Bobby Parker, Blue Movie (Nine Arches, 2014), £8.99, ISBN 978-0-992-7589-7-4
Reviewed by Tom Bland
[Originally published in LP6/7, Jan/Feb 2015]
Every other poem has the fucking moon
blaring out from the centre, makes me sick!
‘Fuck the Moon’ is one of my least favourite poems in Bobby Parker’s Blue Movie, but he has a point; the moon is one of those images that turns up everywhere, as if words can’t cope without moonlight. He writes:
We have overdosed on the moon; caught exotic
diseases, genital warps, spent nights in jail
with your fucking moons up our arses.
Parker’s also sticking moons up our arses; he’s another poet writing fucking poems but he has moments of denial, as in ‘Snow Hill’ when he tries to tell his mum this isn’t a poem, even though they both know it is, “so you probably won’t read it.” Will you read his work? I guess it depends if you can bear a poet taking you into the arsehole of life; every poet shits, but god forbid he should write about shit. In ‘Particles’, he notes,
I left my trainers by the front door
then traced my steps looking for stains.
The stink made me think of my insides.
What is beautiful about Parker’s book is each poem acts as a fragment of the seething turbulence of failure, self-disgust and anger (never resentment) painted for us throughout the collection. The word ‘ghost’ appears repeatedly. His poems are a sequence of experiences overlapping intensities like layers of paint, and he tears through them leaving not a hole, but intersecting gashes.
In the most remarkable and heart rendering poem of the book, ‘Ducks Staring Into You,’ the stink is his cocaine habit, making him blank even to the bubbles of his daughter’s bath – though he recognises the pain he should feel at the bubbles “that won’t be there tomorrow.” On the back of the book, Sam Riviere identifies “hope” as a defining feature, but I wonder if he really means ‘vulnerability’, as Parker knows and feels the shit on his shoes, knows that he fails time and again and writes it all down, tracing his steps just one more time.
Not every poem works in the book.
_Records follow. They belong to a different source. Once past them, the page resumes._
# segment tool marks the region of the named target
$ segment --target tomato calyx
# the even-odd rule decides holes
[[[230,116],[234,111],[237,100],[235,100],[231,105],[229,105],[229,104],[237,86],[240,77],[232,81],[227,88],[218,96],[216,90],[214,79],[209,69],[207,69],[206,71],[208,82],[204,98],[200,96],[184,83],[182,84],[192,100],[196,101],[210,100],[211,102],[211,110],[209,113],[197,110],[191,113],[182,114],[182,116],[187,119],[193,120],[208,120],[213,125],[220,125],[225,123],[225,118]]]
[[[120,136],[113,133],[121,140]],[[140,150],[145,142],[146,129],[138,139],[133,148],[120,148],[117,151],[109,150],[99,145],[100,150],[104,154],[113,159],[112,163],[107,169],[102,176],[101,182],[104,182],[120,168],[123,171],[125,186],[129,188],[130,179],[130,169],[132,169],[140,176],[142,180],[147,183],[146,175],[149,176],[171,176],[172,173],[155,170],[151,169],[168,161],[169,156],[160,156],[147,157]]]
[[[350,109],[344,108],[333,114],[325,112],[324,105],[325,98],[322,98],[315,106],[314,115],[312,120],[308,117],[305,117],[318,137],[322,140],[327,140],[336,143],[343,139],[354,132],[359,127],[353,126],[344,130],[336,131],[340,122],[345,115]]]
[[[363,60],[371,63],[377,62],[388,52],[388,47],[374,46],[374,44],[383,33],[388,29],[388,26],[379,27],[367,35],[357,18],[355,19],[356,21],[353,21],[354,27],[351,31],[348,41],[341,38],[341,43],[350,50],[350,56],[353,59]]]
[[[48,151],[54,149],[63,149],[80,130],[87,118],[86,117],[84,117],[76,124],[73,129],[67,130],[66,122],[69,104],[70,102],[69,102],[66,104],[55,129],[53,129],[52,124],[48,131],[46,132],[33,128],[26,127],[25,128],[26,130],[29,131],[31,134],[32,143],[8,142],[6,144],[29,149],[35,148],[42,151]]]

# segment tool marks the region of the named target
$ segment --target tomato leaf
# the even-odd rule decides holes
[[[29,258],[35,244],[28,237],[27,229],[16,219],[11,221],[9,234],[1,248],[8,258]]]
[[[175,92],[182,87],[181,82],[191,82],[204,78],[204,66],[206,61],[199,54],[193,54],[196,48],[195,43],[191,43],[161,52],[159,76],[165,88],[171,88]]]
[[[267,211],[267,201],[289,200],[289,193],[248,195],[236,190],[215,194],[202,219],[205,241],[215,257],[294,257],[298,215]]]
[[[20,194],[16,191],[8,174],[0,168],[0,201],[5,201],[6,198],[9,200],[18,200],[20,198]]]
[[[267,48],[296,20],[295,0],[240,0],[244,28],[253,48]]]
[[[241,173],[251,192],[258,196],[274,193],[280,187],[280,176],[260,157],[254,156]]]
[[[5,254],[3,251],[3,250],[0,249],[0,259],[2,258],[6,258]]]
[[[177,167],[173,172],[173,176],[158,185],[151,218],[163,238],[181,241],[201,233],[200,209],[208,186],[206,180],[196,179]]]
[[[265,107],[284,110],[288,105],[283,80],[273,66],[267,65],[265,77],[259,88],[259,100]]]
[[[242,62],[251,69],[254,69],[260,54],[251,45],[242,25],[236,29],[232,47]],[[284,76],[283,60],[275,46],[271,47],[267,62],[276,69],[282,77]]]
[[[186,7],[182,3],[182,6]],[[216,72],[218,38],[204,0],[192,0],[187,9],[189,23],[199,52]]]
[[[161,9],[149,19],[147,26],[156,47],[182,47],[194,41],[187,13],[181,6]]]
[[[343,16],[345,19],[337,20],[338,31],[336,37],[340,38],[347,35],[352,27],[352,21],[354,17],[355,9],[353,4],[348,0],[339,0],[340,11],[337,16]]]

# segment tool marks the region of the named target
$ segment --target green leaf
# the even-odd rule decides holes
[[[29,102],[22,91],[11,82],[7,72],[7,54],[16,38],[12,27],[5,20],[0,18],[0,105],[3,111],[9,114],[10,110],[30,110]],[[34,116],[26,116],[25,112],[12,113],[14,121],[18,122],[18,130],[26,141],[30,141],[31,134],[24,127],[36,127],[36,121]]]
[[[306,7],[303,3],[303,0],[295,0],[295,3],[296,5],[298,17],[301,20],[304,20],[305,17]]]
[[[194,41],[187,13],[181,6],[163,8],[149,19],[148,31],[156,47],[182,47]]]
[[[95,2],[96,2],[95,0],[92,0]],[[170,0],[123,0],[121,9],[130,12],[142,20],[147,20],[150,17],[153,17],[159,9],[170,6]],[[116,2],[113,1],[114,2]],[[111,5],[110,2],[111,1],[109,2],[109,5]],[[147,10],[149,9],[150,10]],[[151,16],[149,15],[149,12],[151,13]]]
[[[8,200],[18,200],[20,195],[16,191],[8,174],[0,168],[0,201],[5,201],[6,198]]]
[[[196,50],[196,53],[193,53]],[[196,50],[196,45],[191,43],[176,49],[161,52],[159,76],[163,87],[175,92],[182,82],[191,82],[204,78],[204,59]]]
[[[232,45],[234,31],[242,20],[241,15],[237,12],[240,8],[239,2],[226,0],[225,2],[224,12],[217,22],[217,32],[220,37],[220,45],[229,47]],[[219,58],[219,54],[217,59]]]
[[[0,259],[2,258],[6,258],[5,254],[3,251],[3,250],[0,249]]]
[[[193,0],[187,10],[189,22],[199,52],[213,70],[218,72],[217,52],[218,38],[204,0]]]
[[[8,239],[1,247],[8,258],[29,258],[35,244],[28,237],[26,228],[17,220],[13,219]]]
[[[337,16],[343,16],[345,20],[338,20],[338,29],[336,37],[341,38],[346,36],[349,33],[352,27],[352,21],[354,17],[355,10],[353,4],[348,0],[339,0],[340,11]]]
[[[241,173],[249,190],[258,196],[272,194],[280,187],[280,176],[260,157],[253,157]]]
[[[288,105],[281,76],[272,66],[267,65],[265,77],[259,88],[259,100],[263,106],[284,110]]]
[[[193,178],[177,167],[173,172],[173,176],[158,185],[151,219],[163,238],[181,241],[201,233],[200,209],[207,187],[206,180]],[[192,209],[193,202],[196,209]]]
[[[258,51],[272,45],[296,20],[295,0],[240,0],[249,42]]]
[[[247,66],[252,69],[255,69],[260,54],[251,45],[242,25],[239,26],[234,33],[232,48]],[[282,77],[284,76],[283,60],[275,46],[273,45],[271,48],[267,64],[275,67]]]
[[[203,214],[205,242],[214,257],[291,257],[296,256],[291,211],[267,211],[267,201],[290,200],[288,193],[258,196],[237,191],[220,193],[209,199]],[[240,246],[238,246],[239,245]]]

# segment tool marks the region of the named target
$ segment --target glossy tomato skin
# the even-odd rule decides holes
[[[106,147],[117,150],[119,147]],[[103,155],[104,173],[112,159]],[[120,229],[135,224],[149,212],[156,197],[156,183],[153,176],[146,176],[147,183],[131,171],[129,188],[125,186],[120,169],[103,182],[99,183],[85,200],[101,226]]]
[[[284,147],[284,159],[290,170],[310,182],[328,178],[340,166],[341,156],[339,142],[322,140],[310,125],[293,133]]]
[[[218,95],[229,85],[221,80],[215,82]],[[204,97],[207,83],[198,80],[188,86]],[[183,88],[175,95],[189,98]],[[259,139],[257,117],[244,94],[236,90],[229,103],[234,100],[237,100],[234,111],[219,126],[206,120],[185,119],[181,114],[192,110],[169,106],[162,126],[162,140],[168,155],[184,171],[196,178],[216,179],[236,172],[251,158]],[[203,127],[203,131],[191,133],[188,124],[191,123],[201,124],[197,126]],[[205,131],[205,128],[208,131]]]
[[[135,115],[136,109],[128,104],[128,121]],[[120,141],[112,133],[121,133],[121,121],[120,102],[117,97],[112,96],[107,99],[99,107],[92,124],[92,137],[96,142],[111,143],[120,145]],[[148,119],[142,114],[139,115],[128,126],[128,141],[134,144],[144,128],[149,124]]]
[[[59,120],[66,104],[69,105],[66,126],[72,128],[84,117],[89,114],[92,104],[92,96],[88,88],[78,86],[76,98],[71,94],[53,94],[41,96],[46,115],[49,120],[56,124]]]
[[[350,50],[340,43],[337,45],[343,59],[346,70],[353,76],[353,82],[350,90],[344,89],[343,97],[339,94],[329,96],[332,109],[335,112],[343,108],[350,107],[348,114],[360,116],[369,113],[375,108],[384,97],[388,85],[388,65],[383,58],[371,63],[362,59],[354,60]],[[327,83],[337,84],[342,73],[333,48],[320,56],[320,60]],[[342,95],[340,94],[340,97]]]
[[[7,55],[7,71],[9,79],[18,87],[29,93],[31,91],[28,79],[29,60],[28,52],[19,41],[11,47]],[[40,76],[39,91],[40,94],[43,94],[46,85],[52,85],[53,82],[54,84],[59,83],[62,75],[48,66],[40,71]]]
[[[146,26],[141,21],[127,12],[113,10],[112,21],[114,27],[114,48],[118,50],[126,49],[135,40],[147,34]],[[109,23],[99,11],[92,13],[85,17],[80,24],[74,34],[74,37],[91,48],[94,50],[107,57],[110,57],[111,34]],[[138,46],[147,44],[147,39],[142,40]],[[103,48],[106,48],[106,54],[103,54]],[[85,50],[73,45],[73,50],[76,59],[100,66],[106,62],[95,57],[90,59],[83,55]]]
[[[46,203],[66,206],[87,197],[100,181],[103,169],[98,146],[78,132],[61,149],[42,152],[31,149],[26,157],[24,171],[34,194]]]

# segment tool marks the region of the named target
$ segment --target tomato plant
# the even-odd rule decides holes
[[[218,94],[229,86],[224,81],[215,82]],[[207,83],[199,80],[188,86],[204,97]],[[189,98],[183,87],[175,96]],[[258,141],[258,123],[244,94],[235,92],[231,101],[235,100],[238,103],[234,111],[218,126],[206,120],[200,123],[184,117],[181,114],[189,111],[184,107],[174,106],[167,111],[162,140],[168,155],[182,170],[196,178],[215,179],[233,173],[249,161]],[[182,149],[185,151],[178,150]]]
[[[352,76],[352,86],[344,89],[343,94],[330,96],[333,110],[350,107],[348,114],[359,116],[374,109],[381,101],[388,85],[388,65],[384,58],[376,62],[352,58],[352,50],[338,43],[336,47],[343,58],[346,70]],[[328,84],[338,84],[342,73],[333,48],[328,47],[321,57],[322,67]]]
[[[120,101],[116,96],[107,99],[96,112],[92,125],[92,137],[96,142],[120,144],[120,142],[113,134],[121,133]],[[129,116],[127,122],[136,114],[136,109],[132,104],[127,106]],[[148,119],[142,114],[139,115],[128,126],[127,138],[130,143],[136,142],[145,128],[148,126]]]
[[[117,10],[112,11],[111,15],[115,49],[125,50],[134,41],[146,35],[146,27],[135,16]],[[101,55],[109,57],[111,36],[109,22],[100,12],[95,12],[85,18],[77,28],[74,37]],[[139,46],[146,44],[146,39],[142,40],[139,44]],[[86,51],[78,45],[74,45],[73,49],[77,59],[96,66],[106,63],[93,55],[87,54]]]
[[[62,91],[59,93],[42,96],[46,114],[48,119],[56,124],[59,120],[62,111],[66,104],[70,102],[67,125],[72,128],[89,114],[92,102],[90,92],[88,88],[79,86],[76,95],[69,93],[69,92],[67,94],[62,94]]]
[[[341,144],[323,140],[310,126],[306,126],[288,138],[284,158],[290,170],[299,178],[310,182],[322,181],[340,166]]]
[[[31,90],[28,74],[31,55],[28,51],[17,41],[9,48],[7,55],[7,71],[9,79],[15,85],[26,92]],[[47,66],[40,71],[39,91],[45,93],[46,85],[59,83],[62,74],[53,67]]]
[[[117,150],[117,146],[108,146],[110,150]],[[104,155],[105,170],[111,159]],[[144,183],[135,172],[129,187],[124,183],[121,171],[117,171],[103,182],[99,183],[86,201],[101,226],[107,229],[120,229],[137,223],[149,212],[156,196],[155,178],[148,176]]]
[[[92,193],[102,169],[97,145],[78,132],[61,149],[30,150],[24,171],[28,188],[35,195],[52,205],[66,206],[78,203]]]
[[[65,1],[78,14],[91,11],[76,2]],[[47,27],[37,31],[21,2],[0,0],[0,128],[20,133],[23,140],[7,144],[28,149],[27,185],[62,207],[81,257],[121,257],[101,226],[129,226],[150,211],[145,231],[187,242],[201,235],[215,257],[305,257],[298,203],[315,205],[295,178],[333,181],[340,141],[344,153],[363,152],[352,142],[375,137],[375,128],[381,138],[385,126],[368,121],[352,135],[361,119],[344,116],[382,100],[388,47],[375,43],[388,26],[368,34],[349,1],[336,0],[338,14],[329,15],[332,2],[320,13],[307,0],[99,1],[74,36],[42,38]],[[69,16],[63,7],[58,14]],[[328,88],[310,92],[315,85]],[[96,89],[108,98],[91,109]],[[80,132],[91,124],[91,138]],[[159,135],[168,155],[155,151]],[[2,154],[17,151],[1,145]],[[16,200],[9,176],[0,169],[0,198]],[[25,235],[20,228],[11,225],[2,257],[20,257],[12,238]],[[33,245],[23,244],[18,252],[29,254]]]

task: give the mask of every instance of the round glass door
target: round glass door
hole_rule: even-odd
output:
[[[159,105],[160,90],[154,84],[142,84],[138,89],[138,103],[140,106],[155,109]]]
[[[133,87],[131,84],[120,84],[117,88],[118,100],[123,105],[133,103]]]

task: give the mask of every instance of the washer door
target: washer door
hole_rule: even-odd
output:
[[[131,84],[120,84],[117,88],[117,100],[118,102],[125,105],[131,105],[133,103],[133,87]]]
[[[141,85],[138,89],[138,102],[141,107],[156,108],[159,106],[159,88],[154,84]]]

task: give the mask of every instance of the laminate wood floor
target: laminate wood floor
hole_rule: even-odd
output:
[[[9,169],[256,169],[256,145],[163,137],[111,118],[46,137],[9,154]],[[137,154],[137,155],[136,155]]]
The aforementioned ‘Fucking the Moon’ is too obvious – it’s no secret the moon is one of the biggest clichés in poetry – and needs to be a bit more interesting. (But I might say this due to loving the moon, speaking to the moon when I was a teenager, coming home drunk or stoned or both after fucking or not getting laid and trying to figure out why, or depressed, or just walking…)
Most of the poems go way beyond the obvious into what Riviere calls, a “genuine cause for alarm.” Clare Pollard comments in her essay, ‘Getting Poetry to Confess’, that confessional poetry “explores our darkest emotional instincts: our deepest scars, secrets, griefs and desires. It is the mode in which poetry, so often deemed by people as dusty and irrelevant to their lives, can proclaim its relevancy.” This is what Parker does in his exceptional Blue Movie.
 Clare Pollard, ‘Getting Poetry to Confess,’ Magma, 21 (Autumn 2001).